Fix: Source your admin OpenRC or switch to an admin-credentialed clouds.yaml entry:
source ~/admin-openrc
# or
export OS_CLOUD=site-a-admin
Issue: Site is created but status shows unreachable
Symptom: openstack dr site show <site> returns status: unreachable immediately after creation.
Likely cause: The auth_url provided is not reachable from the Protector engine's network, or the Keystone service is down at that URL.
Fix:
- Verify the
auth_urlis correct and uses the/v3path:curl -s http://10.0.2.10:5000/v3 | python3 -m json.tool - Confirm the Protector engine host can reach the remote site's Keystone port:
nc -zv 10.0.2.10 5000 - Check firewall rules between sites — both port 5000 (Keystone) and port 8788 (Protector API) must be open bidirectionally.

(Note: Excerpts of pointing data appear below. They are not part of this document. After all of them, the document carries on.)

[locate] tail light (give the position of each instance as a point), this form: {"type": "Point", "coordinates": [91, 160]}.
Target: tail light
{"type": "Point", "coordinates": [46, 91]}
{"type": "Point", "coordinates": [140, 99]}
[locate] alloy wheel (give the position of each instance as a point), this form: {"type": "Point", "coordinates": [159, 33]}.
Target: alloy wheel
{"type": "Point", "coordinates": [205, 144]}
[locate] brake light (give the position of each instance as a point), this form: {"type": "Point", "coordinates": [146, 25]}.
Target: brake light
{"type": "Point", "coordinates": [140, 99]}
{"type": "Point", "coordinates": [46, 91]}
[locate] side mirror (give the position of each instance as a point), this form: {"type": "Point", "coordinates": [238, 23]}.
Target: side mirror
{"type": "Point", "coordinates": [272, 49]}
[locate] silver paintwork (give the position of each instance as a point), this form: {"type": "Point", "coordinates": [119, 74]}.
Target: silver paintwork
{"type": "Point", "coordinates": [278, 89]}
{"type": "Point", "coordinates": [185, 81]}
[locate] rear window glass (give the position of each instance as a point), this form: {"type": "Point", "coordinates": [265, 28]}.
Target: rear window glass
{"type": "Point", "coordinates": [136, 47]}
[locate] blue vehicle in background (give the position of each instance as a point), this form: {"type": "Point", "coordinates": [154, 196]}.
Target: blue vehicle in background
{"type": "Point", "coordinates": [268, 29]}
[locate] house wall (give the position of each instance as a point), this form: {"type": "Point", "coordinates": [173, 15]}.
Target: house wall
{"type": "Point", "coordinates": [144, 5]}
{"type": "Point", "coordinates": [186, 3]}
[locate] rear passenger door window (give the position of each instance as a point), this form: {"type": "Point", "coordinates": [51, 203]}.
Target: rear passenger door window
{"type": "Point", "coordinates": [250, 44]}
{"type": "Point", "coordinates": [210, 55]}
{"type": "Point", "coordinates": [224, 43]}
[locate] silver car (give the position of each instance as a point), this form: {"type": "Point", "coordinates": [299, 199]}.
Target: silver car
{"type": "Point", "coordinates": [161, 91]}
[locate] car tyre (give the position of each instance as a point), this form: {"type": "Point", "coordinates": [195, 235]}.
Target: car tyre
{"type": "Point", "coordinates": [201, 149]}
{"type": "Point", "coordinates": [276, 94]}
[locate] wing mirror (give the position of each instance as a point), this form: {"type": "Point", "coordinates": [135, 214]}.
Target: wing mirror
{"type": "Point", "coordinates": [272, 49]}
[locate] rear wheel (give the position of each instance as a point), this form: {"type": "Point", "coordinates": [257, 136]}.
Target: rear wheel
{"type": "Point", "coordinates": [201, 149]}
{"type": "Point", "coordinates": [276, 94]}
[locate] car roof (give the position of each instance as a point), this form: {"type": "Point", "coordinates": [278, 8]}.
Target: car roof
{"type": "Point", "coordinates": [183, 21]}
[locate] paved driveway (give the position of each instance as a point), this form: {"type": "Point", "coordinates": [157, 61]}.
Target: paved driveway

- Once reachability is restored, run the validate command to refresh status:
openstack dr site validate <site-name>
Issue: openstack dr site delete fails with a conflict error
Symptom: Deletion is rejected with a message indicating the site is still referenced.
Likely cause: One or more Protection Groups list this site as their primary_site_id or secondary_site_id. The Protector service prevents orphaning Protection Groups by blocking site deletion.
Fix: List and delete (or reassign) all Protection Groups that reference this site before retrying:
# Find protection groups referencing the site
openstack dr protection-group list
# Delete each referencing protection group
openstack dr protection-group delete <pg-id>
# Then retry site deletion
openstack dr site delete <site-name>
Issue: Site registered on Site A, but Protection Group creation fails with "site not found" on Site B
Symptom: After registering sites on Site A's Protector, attempting to create a Protection Group from Site B returns an error that one of the site names cannot be resolved.
Likely cause: Site registration is local to each Protector instance. You registered the sites only on Site A's Protector but not on Site B's Protector.
Fix: Repeat the openstack dr site create commands while authenticated to Site B's Protector endpoint. Both Protector instances need entries for both sites. See Example 3 above.